[ceph-users] Re: Cluster recovery: DC power failure killed OSD node BlueStore block.DB devices

Frédéric Nass Wed, 23 Apr 2025 07:10:57 -0700

Hi Paul,

I'm continuing this thread here, following Anthony's insightful remarks and 
offer to help.


I find it hard to believe that enterprise-grade NVMe drives would fail during a 
power outage, unless there's an issue with the NVMe or HBA firmware.

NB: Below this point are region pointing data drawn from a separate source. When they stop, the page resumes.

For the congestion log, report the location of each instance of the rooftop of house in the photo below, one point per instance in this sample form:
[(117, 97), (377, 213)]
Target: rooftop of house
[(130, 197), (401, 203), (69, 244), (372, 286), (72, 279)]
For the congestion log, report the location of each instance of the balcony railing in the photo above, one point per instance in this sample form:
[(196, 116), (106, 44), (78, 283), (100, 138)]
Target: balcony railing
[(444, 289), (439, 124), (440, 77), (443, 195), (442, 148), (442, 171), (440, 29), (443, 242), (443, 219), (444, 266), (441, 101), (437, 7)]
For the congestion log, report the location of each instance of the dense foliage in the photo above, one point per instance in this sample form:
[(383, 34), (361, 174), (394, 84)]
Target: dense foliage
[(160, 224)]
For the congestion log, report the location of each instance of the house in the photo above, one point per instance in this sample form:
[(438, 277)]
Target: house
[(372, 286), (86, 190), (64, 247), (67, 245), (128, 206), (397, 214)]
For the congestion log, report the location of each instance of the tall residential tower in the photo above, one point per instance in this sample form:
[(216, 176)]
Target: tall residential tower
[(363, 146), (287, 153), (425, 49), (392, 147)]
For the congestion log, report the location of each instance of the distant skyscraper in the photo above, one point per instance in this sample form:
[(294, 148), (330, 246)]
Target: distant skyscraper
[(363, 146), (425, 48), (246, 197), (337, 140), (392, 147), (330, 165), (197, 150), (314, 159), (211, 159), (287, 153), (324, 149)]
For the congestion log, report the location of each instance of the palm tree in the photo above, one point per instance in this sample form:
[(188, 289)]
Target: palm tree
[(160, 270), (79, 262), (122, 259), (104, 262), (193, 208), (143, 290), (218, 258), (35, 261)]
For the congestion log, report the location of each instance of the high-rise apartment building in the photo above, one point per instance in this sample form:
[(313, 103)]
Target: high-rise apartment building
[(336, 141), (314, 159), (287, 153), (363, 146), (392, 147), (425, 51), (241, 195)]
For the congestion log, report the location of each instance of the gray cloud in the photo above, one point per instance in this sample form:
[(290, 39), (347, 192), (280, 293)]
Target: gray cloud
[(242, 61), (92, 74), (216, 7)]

I 
recommend opening a support case with DELL, HPE, or whatever manufacturer made 
your server.

Before doing that, try these troubleshooting steps:

- Shut down the server completely
- Disconnect all power cables for at least 10 minutes
- Restart the server (this might resolve temporary discovery issues during boot)

If the drives reappear during startup, you may need to 'import' them in the 
boot process. Watch for a message on the console prompting you to do this.
If these steps don't help, try upgrading all firmware on the server.

I've seen 'dead' DELL SSDs (Toshiba) come back to life after a firmware 
upgrade, even when marked as dead in iDrac. See [1] for details.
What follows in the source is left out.